Tuvo fortuna la expresión de Vilallonga calificándole como Juanito el Breve. Parecía el personaje ideal para una tragedia de Shakespeare o Esquilo. No lo fue. Haciendo inverosímiles acrobacias rompió con las ataduras del pasado, alentó reformas políticas que permitieron saltar de la dictadura a la democracia. Lo que llamamos Transición. Adquirió la legitimidad dinástica por la renuncia de su padre a la Corona, trasmitiéndole a él todos los derechos. Logró la legitimidad jurídica injertándose en la nueva Constitución pactada por todos los partidos políticos y votada democráticamente. La legitimidad de la aceptación popular la ganó parando el golpe militar del 23-F. Con estas tres legitimidades y con más luces que sombras reinó 39 años. Juan Carlos ha sido muy útil para su país. Que tenga una larga y tranquila jubilación.

Posdata por un premio

En 1995, iban a entregarse el Premios de Periodismo Rey de España a Beatriz Magno por un reportaje que narraba oscuros episodios de venta de niños en adopción en Brasil y una posible venta de órganos en la que podían estar implicados ciudadanos norteamericanos. Se desató una tormenta diplomática. El embajador norteamericano Richard Gardner, me llamó hecho una furia, tomó también cartas en el asunto el Departamento de Estado que presionaron sobre nuestro ministerio de Asuntos Exteriores, el jefe de la Casa Real, Fernando Almansa, y el Rey.

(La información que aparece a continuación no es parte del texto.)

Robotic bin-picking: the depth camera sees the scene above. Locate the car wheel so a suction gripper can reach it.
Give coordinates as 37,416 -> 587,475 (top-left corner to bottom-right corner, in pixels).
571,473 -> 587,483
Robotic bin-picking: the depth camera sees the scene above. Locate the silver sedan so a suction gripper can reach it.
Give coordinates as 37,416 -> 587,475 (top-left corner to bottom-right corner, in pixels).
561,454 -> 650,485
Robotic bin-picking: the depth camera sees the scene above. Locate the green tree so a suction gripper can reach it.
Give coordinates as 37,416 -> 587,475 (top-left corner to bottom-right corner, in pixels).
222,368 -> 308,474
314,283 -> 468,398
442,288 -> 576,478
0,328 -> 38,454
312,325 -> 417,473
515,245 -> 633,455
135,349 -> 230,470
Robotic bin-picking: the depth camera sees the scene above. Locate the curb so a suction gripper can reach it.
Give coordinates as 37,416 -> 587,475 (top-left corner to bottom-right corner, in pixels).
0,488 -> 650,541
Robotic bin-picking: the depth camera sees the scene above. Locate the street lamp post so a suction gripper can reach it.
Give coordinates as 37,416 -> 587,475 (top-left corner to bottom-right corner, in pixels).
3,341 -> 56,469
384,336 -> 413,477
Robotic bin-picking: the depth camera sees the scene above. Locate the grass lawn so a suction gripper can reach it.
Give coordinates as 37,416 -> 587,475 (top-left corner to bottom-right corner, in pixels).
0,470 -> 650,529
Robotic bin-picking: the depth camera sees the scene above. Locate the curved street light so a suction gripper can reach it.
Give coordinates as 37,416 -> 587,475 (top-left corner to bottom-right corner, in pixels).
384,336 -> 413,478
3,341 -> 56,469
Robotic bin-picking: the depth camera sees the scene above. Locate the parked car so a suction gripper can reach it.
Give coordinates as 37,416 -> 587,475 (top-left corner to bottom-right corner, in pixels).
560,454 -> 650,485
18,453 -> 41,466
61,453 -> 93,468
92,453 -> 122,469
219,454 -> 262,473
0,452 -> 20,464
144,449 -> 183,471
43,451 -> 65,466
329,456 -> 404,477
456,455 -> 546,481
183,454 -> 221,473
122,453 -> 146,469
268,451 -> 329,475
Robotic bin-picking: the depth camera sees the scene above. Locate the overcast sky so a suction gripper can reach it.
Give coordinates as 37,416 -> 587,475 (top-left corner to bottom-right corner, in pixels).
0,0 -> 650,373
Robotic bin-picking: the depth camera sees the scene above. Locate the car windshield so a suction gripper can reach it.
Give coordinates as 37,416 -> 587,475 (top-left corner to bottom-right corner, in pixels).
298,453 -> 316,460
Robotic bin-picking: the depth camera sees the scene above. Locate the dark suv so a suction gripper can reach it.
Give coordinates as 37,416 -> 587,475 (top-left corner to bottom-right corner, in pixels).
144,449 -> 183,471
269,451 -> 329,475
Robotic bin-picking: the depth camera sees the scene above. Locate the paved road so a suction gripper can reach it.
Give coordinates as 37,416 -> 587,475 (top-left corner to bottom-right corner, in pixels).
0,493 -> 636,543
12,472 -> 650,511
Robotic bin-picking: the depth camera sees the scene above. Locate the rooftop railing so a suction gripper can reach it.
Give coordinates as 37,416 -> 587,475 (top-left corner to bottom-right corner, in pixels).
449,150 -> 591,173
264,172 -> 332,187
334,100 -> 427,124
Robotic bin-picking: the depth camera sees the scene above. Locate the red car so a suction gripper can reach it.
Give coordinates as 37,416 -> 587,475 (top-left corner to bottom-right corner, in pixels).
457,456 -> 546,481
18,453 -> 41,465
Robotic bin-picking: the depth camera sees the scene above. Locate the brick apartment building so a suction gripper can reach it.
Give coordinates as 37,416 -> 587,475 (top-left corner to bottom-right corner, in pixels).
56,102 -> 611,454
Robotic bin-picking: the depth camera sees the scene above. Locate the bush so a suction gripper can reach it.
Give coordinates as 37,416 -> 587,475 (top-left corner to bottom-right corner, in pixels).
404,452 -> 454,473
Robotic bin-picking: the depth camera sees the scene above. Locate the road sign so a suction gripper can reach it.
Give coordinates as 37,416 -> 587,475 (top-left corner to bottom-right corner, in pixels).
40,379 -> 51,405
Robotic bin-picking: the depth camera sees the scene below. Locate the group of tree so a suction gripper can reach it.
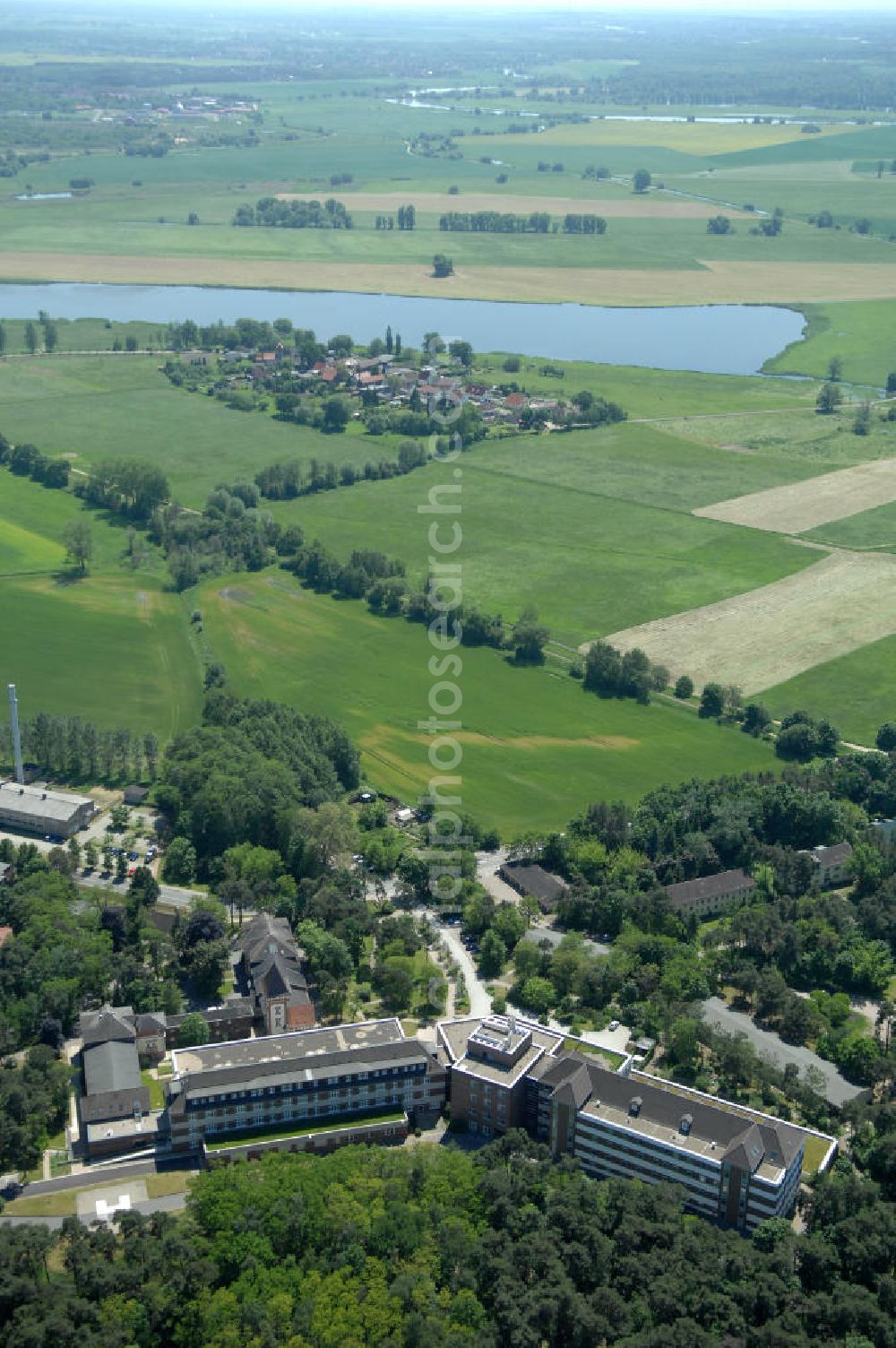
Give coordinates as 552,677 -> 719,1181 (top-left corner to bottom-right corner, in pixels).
150,482 -> 302,591
156,687 -> 358,879
75,458 -> 169,524
439,211 -> 607,235
22,712 -> 159,782
0,1041 -> 70,1172
254,439 -> 427,501
0,436 -> 69,488
0,848 -> 115,1051
233,197 -> 351,229
583,640 -> 669,706
775,711 -> 840,763
283,540 -> 541,664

En la entrega en la Zarzuela, el Rey me llamó aparte y me dijo: "¿Sabes lo que me propuso el embajador para que no entregara el premio? Nada más y nada menos, que fingiera una enfermedad. No te fastidia, le mandé a hacer puñetas de la manera más suave posible, pero que debía entender que el Rey no se pone enfermo por la voluntad de un embajador por muy poderoso que sea el país que representa.